INSURANCE
CHAPTER 39
MANAGED CARE REFORM
41-3940. Preexisting conditions. A general managed care plan shall comply with the following provisions:
(1) A general managed care plan shall not deny, exclude or limit benefits for a covered individual for covered expenses incurred more than twelve (12) months following the effective date of the individual’s coverage due to a preexisting condition. A general managed care plan shall not define a preexisting condition more restrictively than a condition, whether physical or mental, regardless of the cause of the condition, for which medical advice, diagnosis, care or treatment was recommended or received during the six (6) months immediately preceding the effective date of coverage.
(2) Genetic information shall not be considered as a condition described in subsection (1) of this section in the absence of a diagnosis of the condition related to such information.

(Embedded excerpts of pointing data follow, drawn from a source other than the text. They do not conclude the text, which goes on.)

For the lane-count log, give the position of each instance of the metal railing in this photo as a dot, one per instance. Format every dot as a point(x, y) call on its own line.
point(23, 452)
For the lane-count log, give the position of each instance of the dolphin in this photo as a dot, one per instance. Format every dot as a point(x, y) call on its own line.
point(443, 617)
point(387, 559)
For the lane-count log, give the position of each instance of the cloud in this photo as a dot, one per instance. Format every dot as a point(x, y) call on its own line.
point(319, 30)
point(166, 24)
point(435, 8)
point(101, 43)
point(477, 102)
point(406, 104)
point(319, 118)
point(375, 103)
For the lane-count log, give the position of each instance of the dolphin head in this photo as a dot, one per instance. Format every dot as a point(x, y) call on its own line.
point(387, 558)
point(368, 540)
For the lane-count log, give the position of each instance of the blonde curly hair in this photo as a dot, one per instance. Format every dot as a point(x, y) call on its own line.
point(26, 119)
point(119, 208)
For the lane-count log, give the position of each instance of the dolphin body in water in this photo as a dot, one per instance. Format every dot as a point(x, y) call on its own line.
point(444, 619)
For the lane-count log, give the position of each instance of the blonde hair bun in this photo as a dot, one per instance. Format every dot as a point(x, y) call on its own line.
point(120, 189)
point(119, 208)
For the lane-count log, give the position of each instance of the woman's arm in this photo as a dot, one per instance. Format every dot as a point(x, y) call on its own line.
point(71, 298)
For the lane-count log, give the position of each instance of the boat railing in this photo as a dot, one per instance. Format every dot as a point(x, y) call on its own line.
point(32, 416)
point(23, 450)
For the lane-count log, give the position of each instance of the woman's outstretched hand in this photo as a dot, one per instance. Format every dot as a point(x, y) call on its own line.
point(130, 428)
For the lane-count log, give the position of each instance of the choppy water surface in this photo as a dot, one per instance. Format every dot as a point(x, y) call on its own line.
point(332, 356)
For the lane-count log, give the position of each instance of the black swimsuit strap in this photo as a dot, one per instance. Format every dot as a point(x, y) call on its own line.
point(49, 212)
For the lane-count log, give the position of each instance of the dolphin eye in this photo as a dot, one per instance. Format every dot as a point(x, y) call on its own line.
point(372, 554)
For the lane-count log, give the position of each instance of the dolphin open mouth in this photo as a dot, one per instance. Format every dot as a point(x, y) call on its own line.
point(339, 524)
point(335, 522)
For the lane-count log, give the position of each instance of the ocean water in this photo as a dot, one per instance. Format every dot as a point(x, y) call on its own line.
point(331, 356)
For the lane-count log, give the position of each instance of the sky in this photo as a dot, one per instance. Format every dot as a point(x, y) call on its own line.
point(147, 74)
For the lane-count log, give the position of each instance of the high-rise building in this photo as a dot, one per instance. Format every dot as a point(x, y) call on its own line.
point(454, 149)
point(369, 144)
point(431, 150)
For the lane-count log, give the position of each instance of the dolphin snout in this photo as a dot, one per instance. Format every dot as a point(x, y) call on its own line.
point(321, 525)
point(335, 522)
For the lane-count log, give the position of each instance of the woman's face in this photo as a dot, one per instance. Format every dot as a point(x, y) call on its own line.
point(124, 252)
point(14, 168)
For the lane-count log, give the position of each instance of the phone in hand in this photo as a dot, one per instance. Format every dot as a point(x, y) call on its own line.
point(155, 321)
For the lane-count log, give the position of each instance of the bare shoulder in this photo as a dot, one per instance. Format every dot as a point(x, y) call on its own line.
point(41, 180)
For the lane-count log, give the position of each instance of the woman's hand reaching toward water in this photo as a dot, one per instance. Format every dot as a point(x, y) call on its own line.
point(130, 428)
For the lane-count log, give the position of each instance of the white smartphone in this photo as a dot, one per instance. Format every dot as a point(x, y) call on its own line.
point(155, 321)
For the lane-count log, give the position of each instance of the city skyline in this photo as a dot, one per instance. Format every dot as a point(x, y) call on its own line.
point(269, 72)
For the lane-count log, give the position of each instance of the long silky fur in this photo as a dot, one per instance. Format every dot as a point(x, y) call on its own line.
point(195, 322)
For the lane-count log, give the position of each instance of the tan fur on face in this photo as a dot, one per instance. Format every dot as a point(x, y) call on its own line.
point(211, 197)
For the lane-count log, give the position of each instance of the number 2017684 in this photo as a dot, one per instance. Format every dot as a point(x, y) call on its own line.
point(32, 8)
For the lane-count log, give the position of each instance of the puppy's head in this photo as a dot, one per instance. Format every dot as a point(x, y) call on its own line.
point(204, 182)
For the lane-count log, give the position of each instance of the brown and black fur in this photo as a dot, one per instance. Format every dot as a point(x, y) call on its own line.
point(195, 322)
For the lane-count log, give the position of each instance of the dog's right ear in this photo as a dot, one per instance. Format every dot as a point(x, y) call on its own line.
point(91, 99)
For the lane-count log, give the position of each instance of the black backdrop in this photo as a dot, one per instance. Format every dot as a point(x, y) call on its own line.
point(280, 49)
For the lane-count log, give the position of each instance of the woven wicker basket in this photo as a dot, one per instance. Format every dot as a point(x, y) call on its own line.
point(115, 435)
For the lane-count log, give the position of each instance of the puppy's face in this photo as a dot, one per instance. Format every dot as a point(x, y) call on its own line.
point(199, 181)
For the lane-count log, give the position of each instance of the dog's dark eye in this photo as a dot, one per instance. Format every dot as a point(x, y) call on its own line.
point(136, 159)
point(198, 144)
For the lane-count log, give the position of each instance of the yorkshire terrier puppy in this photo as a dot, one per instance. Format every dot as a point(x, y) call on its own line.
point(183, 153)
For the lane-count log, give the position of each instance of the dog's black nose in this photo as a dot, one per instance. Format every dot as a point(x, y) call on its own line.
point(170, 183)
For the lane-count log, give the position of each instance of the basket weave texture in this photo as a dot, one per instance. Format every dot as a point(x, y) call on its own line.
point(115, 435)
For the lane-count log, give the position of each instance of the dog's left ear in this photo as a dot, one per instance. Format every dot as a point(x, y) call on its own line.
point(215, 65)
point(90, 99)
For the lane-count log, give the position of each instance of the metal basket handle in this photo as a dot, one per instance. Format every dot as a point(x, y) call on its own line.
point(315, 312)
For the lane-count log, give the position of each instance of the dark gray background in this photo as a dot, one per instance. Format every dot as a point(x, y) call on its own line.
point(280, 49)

(3) A managed care organization that does not use preexisting condition limitations in any of its general managed care plans may impose an affiliation period. "Affiliation period" means a period of time not to exceed sixty (60) days for new entrants and not to exceed ninety (90) days for late enrollees during which no premiums shall be collected and coverage issued shall not become effective. Such period shall begin on the enrollment date. This subsection does not preclude application of any waiting period applicable to all new enrollees under the general managed care plan, provided that any carrier-imposed waiting period is no longer than sixty (60) days and is used in lieu of a preexisting condition exclusion. An affiliation period under a plan shall run concurrently with any waiting period under the plan.